At first glance left handed guitars look exactly the same as the more popular right handed versions. In fact the major difference is simply that the strings are effectively strung in reverse order. In theory therefore, you could take your right handed guitar and reverse the order of the strings, Whilst this can be attempted, it is not recomended.
Why? The main reasons for not attempting this are because the bridge rail at the base of the guitar and the capo rail at the head of the guitar have a set of slots (or grooves) which are designed to hold the common string diameters which start with the thicker top E string and decrease in size to the thinner and lower E string. Also, many guitars have a comfort cut out and finger guard both of which are purposely located for right or left handed guitars. (See The anatomy of an Acoustic guitar)
Fig. 1 Right Handed Guitars
The vast majority of people play the guitar right handed.
This means the right hand is used to strum or pick the strings and the left hand is used to form the chords or finger the notes. See fig.1
Generally when choosing a guitar, unless you state otherwise you will normally be sold a right handed instrument.
It is therefore essential to specify this right from the start.
It is also important to understand that which ever way you decide to play, both hands are going to have to learn some deft skills in order to achieve a high degree of manual dexterity.
Fig. 2 Left Handed Guitars
Since the 1950's and onwards the left handed guitars have gained a level of notoriety in the hands of a number of iconic rock legends.
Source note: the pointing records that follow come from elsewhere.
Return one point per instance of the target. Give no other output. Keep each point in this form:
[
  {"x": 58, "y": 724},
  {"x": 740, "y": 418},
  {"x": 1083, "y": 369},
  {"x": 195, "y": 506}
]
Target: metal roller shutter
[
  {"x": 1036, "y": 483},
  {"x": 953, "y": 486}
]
The late great Jimmy Hendrix, Paul McCartney and Kurt Cobain all played left handed Guitars, along with many others, too few to mention.
Whilst left handed guitars are certainly available today, the range is limited and you may have to pay a premium, not necessarily right now, but maybe at a future time if you are drawn to a particular brand. Consideration should also be given to selling on a left handed guitar, as lack of demand can make this a difficult task.
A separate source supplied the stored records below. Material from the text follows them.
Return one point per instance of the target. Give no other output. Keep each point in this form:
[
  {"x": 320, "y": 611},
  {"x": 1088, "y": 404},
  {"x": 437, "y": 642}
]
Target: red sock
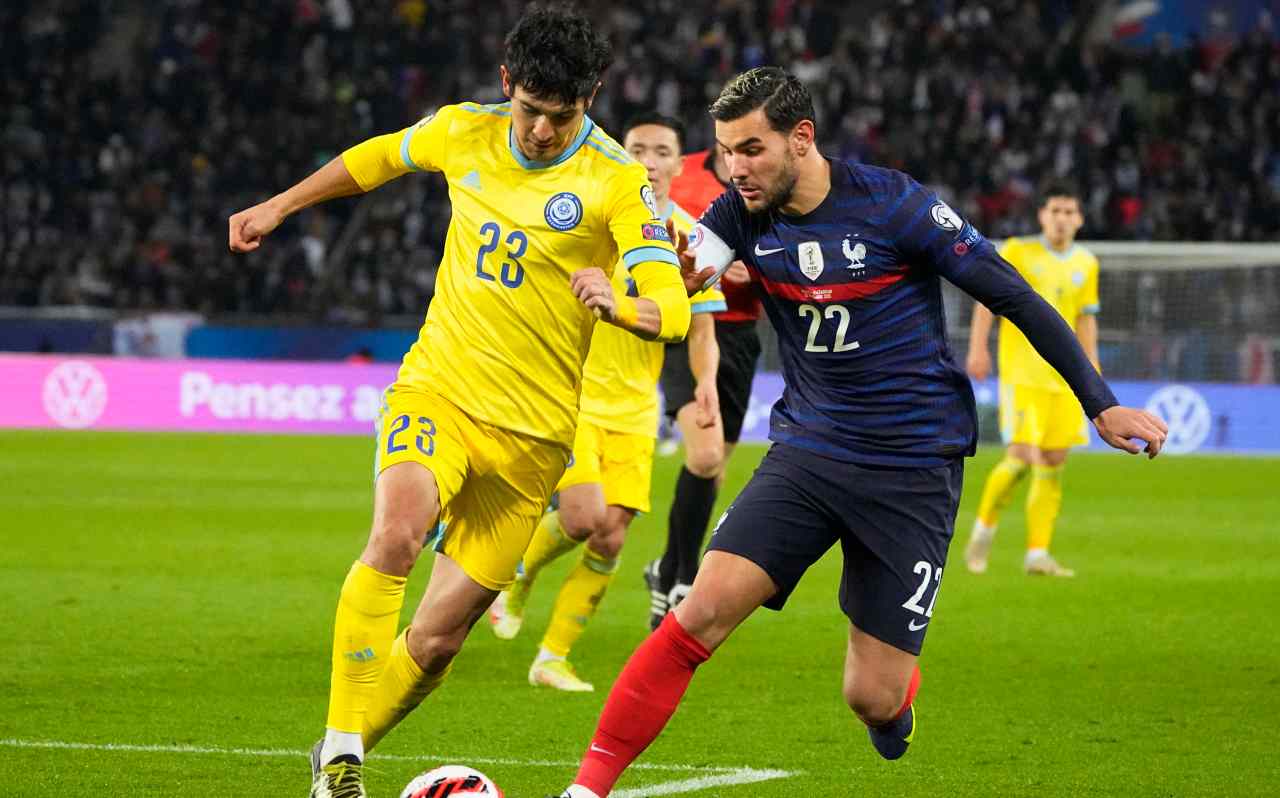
[
  {"x": 640, "y": 703},
  {"x": 910, "y": 693}
]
Be aware that when you hold any guitar for the very first time it can feel very awkward, and this feeling can grow still further when you try and coordinate left and right hands. The time involved in overcoming this is normally short lived providing you choose the right beginner guitar and of course practice regularly. This is why I always recommend starting right handed if you can. Don't be fooled into thinking a lack of progress is purely down to your choice of hand. It's arguably just as hard (or easy) to master either right or left hand, therefore choosing right hand simply makes more sense.
And finally. Mastering the guitar is all about comfort, feel and touch. Therefore, if the instrument feels more natural and comfortable left handed and you have considered everything I have mentioned above, then of course go ahead and learn the way that feels best for you. Just be aware that you will need your strongest hand for the fret board (In the case of a right hander that’s your left and Visa- versa) and this is of special importance for forming barre chords. A barre chord requires a strong index finger to bar all six strings.